Vermischte Quantengase
Teilchen interagieren über eine weiträumige Wechselwirkung wie kleine Quantenmagnete miteinander.
Die experimentelle Untersuchung von ultrakalter Quantenmaterie ermöglicht die Erforschung von quantenmechanischen Phänomenen, die sonst kaum zugänglich sind. Noch vor wenigen Jahren schien es unmöglich, die Techniken zur Kühlung und Manipulation von ultrakalten Teilchen auf Atome mit mehreren Valenzelektronen auszudehnen. Grund dafür sind die mit der Größe zunehmende Komplexität und die unbekannten Streueigenschaften dieser Atome. Ein US-amerikanisches Forschungsteam um Ben Lev von der Stanford University und eine österreichische Gruppe um Francesca Ferlaino an der Universität Innsbruck haben diese Hürde überwunden und Quantengase aus Metallen der Seltenen Erden erzeugt.
Abb.: Die Bose-Einstein-Kondensate aus Erbium und Dysprosium koexistieren und wechselwirken miteinander. (Bild: IQOQI)
Die Forscher verwenden die stark magnetischen und bisher wenig erforschten Elemente Dysprosium und Erbium.

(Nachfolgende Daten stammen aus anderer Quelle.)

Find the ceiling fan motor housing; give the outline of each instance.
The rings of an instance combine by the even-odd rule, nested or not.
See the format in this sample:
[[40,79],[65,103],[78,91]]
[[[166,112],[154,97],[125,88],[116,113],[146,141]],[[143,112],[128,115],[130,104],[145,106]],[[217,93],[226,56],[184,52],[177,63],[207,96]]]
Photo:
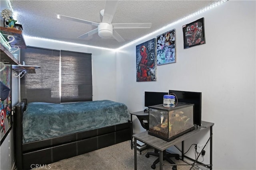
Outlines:
[[98,26],[98,31],[100,37],[109,38],[113,35],[113,25],[108,23],[101,22]]

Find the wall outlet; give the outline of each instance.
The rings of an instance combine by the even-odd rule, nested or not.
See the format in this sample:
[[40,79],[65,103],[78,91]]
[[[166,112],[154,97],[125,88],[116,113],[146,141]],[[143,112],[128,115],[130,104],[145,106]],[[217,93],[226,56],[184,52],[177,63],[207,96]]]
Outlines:
[[204,145],[200,143],[198,143],[196,145],[196,152],[200,153],[204,148]]

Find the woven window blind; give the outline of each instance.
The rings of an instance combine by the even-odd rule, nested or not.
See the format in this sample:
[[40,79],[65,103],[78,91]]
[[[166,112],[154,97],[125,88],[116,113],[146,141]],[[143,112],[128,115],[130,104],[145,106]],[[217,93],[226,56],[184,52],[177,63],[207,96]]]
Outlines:
[[27,47],[21,49],[20,61],[41,67],[36,74],[26,74],[20,78],[21,98],[28,102],[59,103],[60,51]]
[[20,79],[21,98],[27,99],[28,102],[92,101],[91,56],[34,47],[22,49],[21,62],[41,68]]
[[61,51],[61,102],[92,100],[92,54]]

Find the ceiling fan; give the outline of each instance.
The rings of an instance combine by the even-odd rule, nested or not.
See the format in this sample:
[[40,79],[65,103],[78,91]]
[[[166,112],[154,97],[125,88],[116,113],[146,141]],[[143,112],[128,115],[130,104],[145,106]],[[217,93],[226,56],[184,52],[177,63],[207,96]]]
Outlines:
[[68,16],[55,14],[57,18],[97,26],[98,27],[86,33],[78,38],[85,38],[98,33],[99,36],[107,38],[112,37],[119,42],[125,40],[115,30],[115,29],[131,28],[150,28],[151,23],[112,23],[112,20],[116,10],[118,0],[106,0],[105,9],[100,11],[102,16],[102,21],[100,23],[86,21]]

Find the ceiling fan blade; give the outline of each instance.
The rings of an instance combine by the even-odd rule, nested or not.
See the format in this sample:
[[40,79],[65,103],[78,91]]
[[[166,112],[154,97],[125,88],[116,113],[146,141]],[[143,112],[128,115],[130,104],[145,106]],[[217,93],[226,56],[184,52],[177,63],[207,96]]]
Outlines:
[[84,34],[81,35],[80,35],[78,38],[86,38],[86,37],[88,37],[89,36],[91,36],[93,34],[95,34],[98,32],[98,28],[95,28],[94,29],[86,33],[85,34]]
[[106,1],[105,9],[104,10],[104,14],[102,18],[102,22],[106,22],[110,24],[111,23],[113,17],[115,14],[118,0],[108,0]]
[[152,23],[112,23],[113,29],[124,28],[150,28]]
[[119,43],[125,41],[124,39],[116,31],[113,30],[113,35],[112,36],[114,38],[116,39],[116,41]]
[[74,21],[75,22],[79,22],[82,23],[87,23],[87,24],[92,25],[93,25],[98,26],[99,24],[99,23],[97,23],[96,22],[86,21],[86,20],[81,20],[80,19],[70,17],[62,15],[57,14],[55,14],[55,16],[56,16],[56,18],[58,19],[66,20],[68,21]]

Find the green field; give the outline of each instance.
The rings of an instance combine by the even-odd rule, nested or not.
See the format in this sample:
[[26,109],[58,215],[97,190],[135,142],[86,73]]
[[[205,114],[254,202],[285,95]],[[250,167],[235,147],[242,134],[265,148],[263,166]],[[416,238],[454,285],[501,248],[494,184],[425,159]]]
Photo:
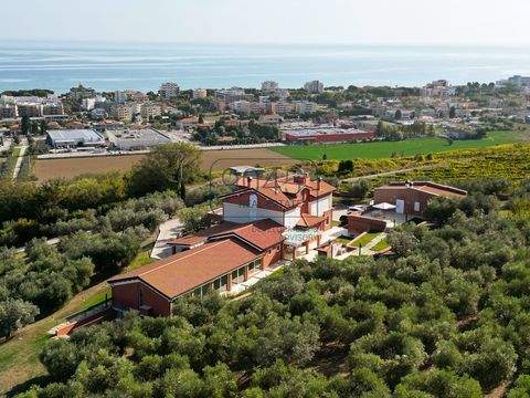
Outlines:
[[491,132],[479,140],[458,140],[449,145],[443,138],[414,138],[402,142],[378,142],[337,145],[297,145],[272,148],[278,154],[300,159],[321,160],[322,156],[337,160],[342,159],[381,159],[393,154],[398,156],[414,156],[418,154],[436,154],[447,150],[486,148],[500,144],[511,144],[524,140],[521,132]]

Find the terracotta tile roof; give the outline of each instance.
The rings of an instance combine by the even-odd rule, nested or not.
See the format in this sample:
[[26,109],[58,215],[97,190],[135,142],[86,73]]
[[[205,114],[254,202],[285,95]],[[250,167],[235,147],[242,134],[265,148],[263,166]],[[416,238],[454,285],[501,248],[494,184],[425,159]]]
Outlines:
[[284,240],[282,235],[284,231],[285,227],[271,219],[244,224],[225,221],[219,226],[197,232],[195,234],[169,241],[168,244],[195,245],[223,237],[236,237],[247,241],[259,250],[265,250],[280,243]]
[[[300,193],[305,188],[309,189],[309,195],[314,198],[328,196],[336,190],[333,186],[326,181],[320,181],[320,189],[318,189],[319,181],[312,181],[307,178],[304,184],[298,184],[294,181],[293,177],[282,177],[276,180],[252,179],[250,181],[250,187],[247,178],[241,177],[235,184],[236,186],[243,188],[243,190],[244,188],[254,189],[286,208],[300,203],[301,200],[298,193]],[[241,191],[242,190],[237,192]]]
[[225,221],[225,222],[220,223],[219,226],[208,228],[208,229],[199,231],[197,233],[173,239],[173,240],[169,241],[168,244],[194,245],[194,244],[198,244],[198,243],[201,243],[201,242],[205,242],[208,240],[208,238],[210,238],[211,235],[227,232],[227,231],[232,231],[232,230],[237,229],[240,227],[241,227],[241,224],[239,224],[239,223]]
[[240,224],[240,228],[229,231],[227,233],[218,233],[212,235],[212,238],[232,234],[247,241],[259,250],[266,250],[284,241],[284,231],[285,227],[267,219],[243,226]]
[[169,298],[177,297],[204,283],[211,282],[256,259],[261,254],[235,239],[205,243],[177,253],[168,259],[144,265],[108,283],[139,280]]
[[326,221],[324,217],[311,216],[311,214],[300,214],[300,221],[296,224],[297,227],[301,228],[314,228],[320,224],[321,222]]

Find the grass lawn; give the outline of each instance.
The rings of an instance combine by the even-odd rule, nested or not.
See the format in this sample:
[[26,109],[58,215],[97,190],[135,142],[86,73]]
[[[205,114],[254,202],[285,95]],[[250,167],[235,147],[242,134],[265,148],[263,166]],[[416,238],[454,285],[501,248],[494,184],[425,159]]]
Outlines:
[[485,148],[495,145],[521,142],[519,132],[491,132],[484,139],[456,140],[449,145],[443,138],[414,138],[402,142],[377,142],[336,145],[296,145],[274,147],[272,150],[299,160],[321,160],[326,154],[331,159],[381,159],[418,154],[435,154],[447,150]]
[[381,232],[368,232],[363,234],[362,237],[353,240],[351,245],[353,248],[359,248],[359,247],[365,247],[368,243],[370,243],[372,240],[374,240],[377,237],[379,237]]
[[375,244],[372,250],[373,251],[381,251],[384,250],[389,247],[389,240],[386,238],[383,238],[378,244]]
[[[150,251],[151,245],[138,253],[124,272],[152,262]],[[102,282],[81,292],[57,312],[24,327],[9,342],[0,345],[0,396],[3,397],[21,383],[42,377],[45,370],[39,362],[39,353],[50,338],[46,332],[62,323],[66,316],[103,302],[105,295],[110,297],[110,289],[106,282]]]

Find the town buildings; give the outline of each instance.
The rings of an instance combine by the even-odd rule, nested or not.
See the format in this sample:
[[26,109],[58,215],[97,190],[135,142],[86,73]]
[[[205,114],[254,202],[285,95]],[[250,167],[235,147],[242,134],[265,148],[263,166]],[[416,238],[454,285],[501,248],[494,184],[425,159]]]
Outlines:
[[179,95],[180,87],[177,83],[167,82],[160,85],[158,93],[163,100],[171,100]]
[[107,137],[112,147],[119,150],[149,149],[171,142],[152,128],[108,130]]
[[368,208],[347,216],[348,232],[358,235],[362,232],[385,231],[411,218],[422,219],[428,202],[434,198],[462,199],[466,195],[463,189],[431,181],[391,182],[375,188]]
[[70,88],[67,96],[75,102],[80,102],[85,98],[94,98],[96,96],[96,91],[91,87],[85,87],[80,83],[77,87]]
[[193,90],[193,100],[204,100],[208,97],[208,91],[204,88]]
[[304,90],[307,91],[309,94],[322,94],[324,84],[319,81],[307,82],[306,84],[304,84]]
[[105,138],[93,129],[49,130],[46,144],[52,148],[103,147]]
[[286,142],[298,144],[356,143],[375,138],[374,132],[330,126],[288,129],[282,134]]
[[262,91],[264,92],[274,92],[278,88],[279,88],[279,85],[277,82],[266,81],[262,83]]
[[147,102],[140,105],[140,115],[146,121],[160,116],[162,114],[162,107],[157,103]]
[[56,95],[0,97],[0,118],[63,115],[64,106]]
[[463,189],[430,181],[393,182],[373,191],[374,203],[391,203],[398,214],[423,216],[427,203],[436,197],[464,198]]
[[109,280],[114,307],[169,315],[179,297],[233,292],[278,261],[307,253],[331,227],[333,191],[306,175],[241,177],[223,197],[220,224],[169,242],[174,255]]

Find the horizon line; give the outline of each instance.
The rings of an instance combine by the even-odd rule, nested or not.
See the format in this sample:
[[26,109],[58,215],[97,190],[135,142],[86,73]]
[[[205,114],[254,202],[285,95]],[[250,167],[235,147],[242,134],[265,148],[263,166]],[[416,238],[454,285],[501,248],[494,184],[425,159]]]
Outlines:
[[155,44],[155,45],[278,45],[278,46],[321,46],[321,45],[340,45],[340,46],[452,46],[452,48],[530,48],[530,42],[384,42],[384,41],[358,41],[358,42],[268,42],[268,41],[170,41],[170,40],[104,40],[104,39],[24,39],[24,38],[0,38],[0,43],[75,43],[75,44]]

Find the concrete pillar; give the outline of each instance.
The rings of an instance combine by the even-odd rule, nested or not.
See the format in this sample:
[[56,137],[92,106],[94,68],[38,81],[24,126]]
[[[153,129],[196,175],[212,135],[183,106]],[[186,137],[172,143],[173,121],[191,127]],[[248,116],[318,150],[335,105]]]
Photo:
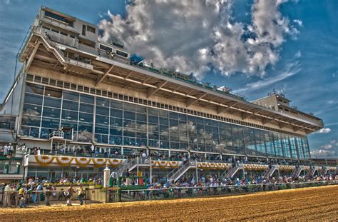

Ferlainos Gruppe konzentriert sich auf die Erforschung von Erbium und entwickelte einen leistungsfähigen, aber überraschend einfachen Ansatz zur Herstellung eines Bose-Einstein-Kondensats. „Wir haben damit gezeigt, wie die Komplexität in der Atomphysik neue Möglichkeiten eröffnen kann“, freut sich Francesca Ferlaino vom Institut für Experimentalphysik der Universität Innsbruck und dem Institut für Quantenoptik und Quanteninformation der Österreichischen Akademie der Wissenschaften. Die Forschung an magnetischen Elementen gewinnt weltweit an Dynamik, da sich solche Atome als ideale Plattform zur Erzeugung von dipolarer Quantenmaterie erwiesen haben, in der Teilchen über eine weiträumige und orientierungsabhängige Wechselwirkung wie kleine Quantenmagnete miteinander interagieren.
In einer neuen Arbeit berichtet das österreichische Team über einen neuen Fortschritt auf dem Gebiet der dipolaren Materie. Sie haben Erbium und Dysprosium miteinander vermischt und erstmals eine dipolare Quantenmischung erzeugt. „Wir haben die Atomspektren dieser beiden Elemente sehr genau untersucht und uns überlegt, wie wir sie kombinieren und gleichzeitig Quantenentartung erreichen können“, sagt Philipp Ilzhöfer. „Es zeigte sich, dass unser Schema noch besser als erwartet funktioniert, so dass wir ein System schaffen konnten, in dem Bose-Einstein-Kondensate aus Erbium und Dysprosium koexistieren und miteinander wechselwirken“, ergänzt Arno Trautmann. Aufgrund der langreichweitigen Wechselwirkung zwischen den beiden Atomsorten, eröffnet dieses Ergebnis neue Perspektiven im Bereich der dipolaren Quantenmaterie.